Three months after Fitbit scored a victory in a trade ruling against Jawbone, the tables have turned: now a judge from the US International Trade Commission has ruled that three patents Fitbit was using in a separate case against Jawbone are invalid. The judge has canceled a pending trial between the two companies.
The news of the ruling and canceled trial, which was supposed to take place August 8th, was first reported by Bloomberg.
As Bloomberg reports, the three Fitbit patents in question are related to portable tracking devices, heart rate monitoring systems, and motion detection technology. These have been determined to be abstract ideas that can't be patent-protected.

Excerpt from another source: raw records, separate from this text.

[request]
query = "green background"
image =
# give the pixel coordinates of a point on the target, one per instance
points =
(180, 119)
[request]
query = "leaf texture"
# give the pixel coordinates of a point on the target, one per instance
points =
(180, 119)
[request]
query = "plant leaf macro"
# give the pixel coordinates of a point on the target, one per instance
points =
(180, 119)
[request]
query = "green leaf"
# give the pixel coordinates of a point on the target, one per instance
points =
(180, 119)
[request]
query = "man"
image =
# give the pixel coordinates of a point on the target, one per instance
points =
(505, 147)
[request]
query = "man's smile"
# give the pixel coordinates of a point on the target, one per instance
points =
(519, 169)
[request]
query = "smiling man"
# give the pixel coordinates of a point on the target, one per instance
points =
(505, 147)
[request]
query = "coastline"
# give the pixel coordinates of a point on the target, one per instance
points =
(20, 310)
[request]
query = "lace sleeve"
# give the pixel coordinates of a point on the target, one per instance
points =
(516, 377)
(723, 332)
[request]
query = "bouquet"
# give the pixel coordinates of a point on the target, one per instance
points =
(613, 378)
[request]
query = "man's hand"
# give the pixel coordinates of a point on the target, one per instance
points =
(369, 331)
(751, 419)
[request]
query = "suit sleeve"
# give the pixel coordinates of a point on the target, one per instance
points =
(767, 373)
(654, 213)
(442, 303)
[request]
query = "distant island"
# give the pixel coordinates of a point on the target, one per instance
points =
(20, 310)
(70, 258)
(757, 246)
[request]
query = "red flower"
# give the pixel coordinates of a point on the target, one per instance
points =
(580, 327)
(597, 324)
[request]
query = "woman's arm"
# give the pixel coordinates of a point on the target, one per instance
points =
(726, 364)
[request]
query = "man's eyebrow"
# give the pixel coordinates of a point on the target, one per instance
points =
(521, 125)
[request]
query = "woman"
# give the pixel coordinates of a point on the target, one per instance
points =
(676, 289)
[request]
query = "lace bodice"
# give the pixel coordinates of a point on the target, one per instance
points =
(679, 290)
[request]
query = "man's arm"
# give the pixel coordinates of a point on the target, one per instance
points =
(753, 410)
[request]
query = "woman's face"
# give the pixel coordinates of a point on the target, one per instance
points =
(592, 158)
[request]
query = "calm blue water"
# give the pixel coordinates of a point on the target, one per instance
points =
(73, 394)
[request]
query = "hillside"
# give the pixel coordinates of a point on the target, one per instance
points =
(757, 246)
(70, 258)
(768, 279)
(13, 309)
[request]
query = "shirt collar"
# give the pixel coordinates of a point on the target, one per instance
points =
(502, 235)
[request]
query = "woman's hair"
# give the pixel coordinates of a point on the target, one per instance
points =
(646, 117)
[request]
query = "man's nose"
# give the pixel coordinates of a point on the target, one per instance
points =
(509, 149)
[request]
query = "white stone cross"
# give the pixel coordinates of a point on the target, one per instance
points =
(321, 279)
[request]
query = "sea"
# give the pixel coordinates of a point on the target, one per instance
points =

In a statement about the ruling, Jawbone alleged that this particular case was "brought improperly by Fitbit in an attempt to burden Jawbone with having to defend invalid patents in multiple venues." In other words: Jawbone believes Fitbit is trying to bleed it dry.
Fitbit says it has a "strong legal basis" to ask the full Commission to reverse the ruling
A Fitbit spokeswoman said in an emailed statement to The Verge that Fitbit plans ask the ITC to reverse the ruling. "Since its inception, Fitbit has more than 300 issued patents and patent applications in this area. While we are disappointed in the administrative law judge's decision, we believe we have a strong legal basis to ask the full Commission to reverse it. Fitbit will continue to assert its IP against Jawbone as appropriate to protect the innovations central to our product offerings," the statement read.
Fitbit has until August 1st to ask the Commission to review the decision.
Aside from this case, there are three other actions by Jawbone still in process, including a trade secret suit that alleged Fitbit poached Jawbone employees who had downloaded confidential information before leaving Jawbone. That suit, which was filed in May 2015, is still being examined.
Long, drawn-out IP lawsuits and appeals are not uncommon in Silicon Valley, but this one highlights the very different trajectories of two competing tech companies. Fitbit is currently the market leader in fitness tracking devices, claiming more than 70 percent of market share in the US and nearly 25 percent of global market share as of the first quarter of this year.
Jawbone's units sales and market share aren't known, but it has fallen behind other manufacturers like Fitbit, Apple, Samsung, Xiaomi, Huawei, and Garmin. Recently it was reported that Jawbone was in the process of selling its audio business, and another report suggested the company had also stopped producing wearable tech. As The Verge reported then, the company still has another technology product it has been working on, but we have yet to see the product.